For the last month or two, Joe has been having some significant performance issues that never existed before. He's coming into the office late, missing deadlines, and turning in shoddy work. His manager has had one conversation with him, but Joe continues to come up short. The manager believes Joe's performance can improve but insists that the time and energy necessary to do this will cost too much in lost revenue. But is the cost of hiring an employee to replace Joe less than the cost of lost revenue?
The short answer is, probably not. That's because the cost of hiring an employee includes a lot more than just wages. In addition to annual salary, you've also got to consider the cost of recruiting, benefits, payroll taxes, and training, to say nothing of other potential costs.
New hire versus replacement
A new hire is someone who you hire to add to your existing staff, whereas a replacement is someone hired to fill an open position that was previously filled.
New hires tend to cost more than replacements for a couple of reasons. The first is that a new hire means additional costs, not replacement costs. So right off the bat, you have to add the new hire's salary, benefits, and taxes to the ledger. Combined with other hiring costs, you're talking about up to three times the base salary to hire that new employee.
Replacements aren't much cheaper. That's because even though the salary, benefits, and taxes are replacements, the other hiring costs still exist and must be calculated when determining the cost to replace the employee.
Breaking down the costs
So what is the cost of hiring a new employee? For new hires, plan to spend up to three times the employee's base salary. For replacements, expect to spend roughly 20% of the employee's base salary. Here's how the costs break down:
This cost varies significantly, but for illustrative purposes, let's say the annual salary is $50,000.
Depending on whether or not your company subsidizes any portion of health care, insurance for a new employee can run up to $5,000 per year. Let's assume 50% subsidy and say the cost is $2,500 per year.
This figure is roughly 7% of the employee's base salary. In the example we're using, that's $3,500 per year.
Advertising alone runs just under $1,000, to say nothing of whether or not you use a third party recruiting agency, which will usually cost 20% of the employee's base salary. That figure drops if you use an in-house recruiter, but the pay, benefits, and taxes for that recruiter will add into the cost. Let's ballpark this one at $10,000.
The approximate cost of training a new employee is somewhere around $1,000, but that's assuming it only takes a week for the employee to learn enough to take over a job completely.
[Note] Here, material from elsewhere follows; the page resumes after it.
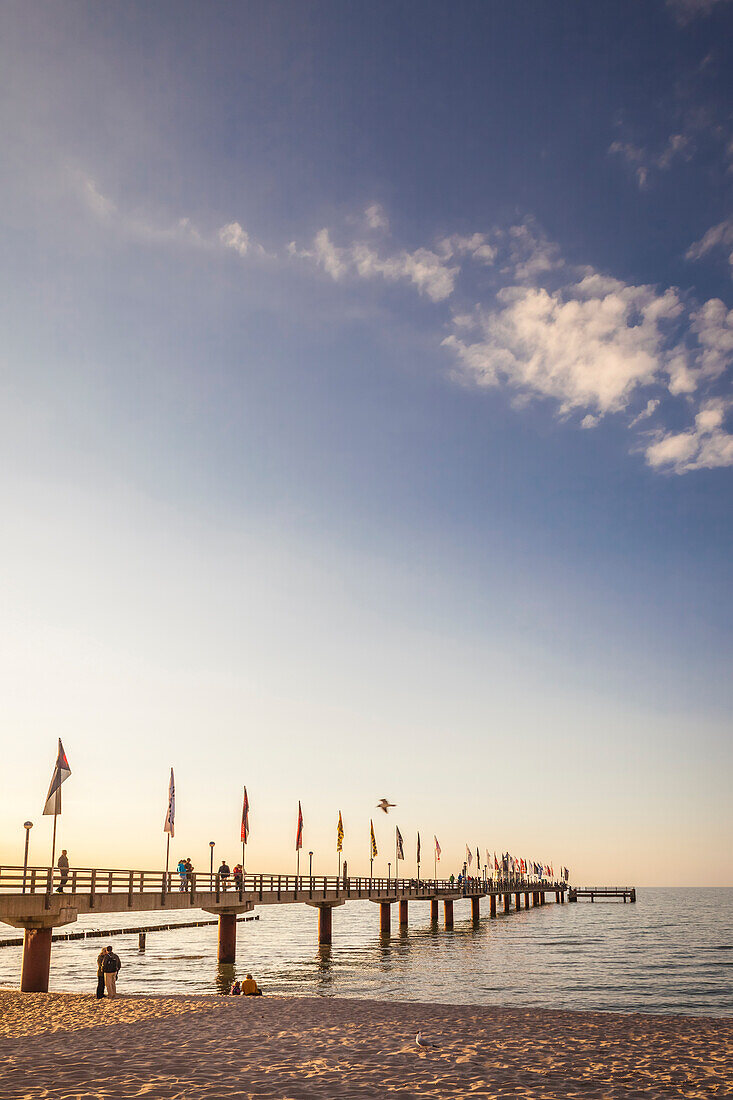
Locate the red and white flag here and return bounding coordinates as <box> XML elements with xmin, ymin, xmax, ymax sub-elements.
<box><xmin>240</xmin><ymin>788</ymin><xmax>250</xmax><ymax>844</ymax></box>
<box><xmin>43</xmin><ymin>737</ymin><xmax>72</xmax><ymax>816</ymax></box>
So for these five foreseeable expenses, the cost of hiring an employee in this situation would be $67,000—or 1.3 times the employee's base salary.
Other potential costs
There are other expenses you have to factor in as well. If this is a replacement situation, you have to consider the cost of lost productivity and morale amongst remaining employees. The exiting employee might have a severance package, plus the cost of unemployment insurance. For a new hire, there may be travel or relocation fees, sign-on bonuses, and background/drug screening costs. That $67,000 can quickly turn into $75,000 or even $80,000.
When should I hire a new employee?
Let's return to Joe. In the case of an underperforming employee who still shows potential, it makes much more sense to foot the bill for training than to make a hasty replacement. $10,000 is a lot less than $67,000.
Of course, sometimes a replacement can't be avoided. If an employee just isn't hitting the mark and you've done everything you can to engage them, you'll likely have to invest in a replacement hire. Just make sure that you've done all you can to save the employee first. It may seem easier and cheaper to cut ties and start with a fresh face, but the cost of replacement is much higher than the cost of managing the employee to success.
Employee or contractor?
When new headcount is needed, you might consider hiring an independent contractor. An independent contractor is an individual who owns an LLC or other registered corporation and who receives payment through accounts payable and then gets a 1099 at the end of the year instead of a W2.
These individuals generally should work offsite and use their own equipment since they aren't employees of your company. This option can be much cheaper because you save money on health insurance as well as on payroll taxes since the individual is responsible for their own payroll taxes.
In short, be prudent with any hiring decisions. The cost of hiring an employee usually outweighs the cost of keeping someone around and always exceeds the cost of a contractor. If you don't need the headcount, then wait. If you can get by without replacing a role, give it a shot. You'll be saving yourself a whole lot more than an annual salary.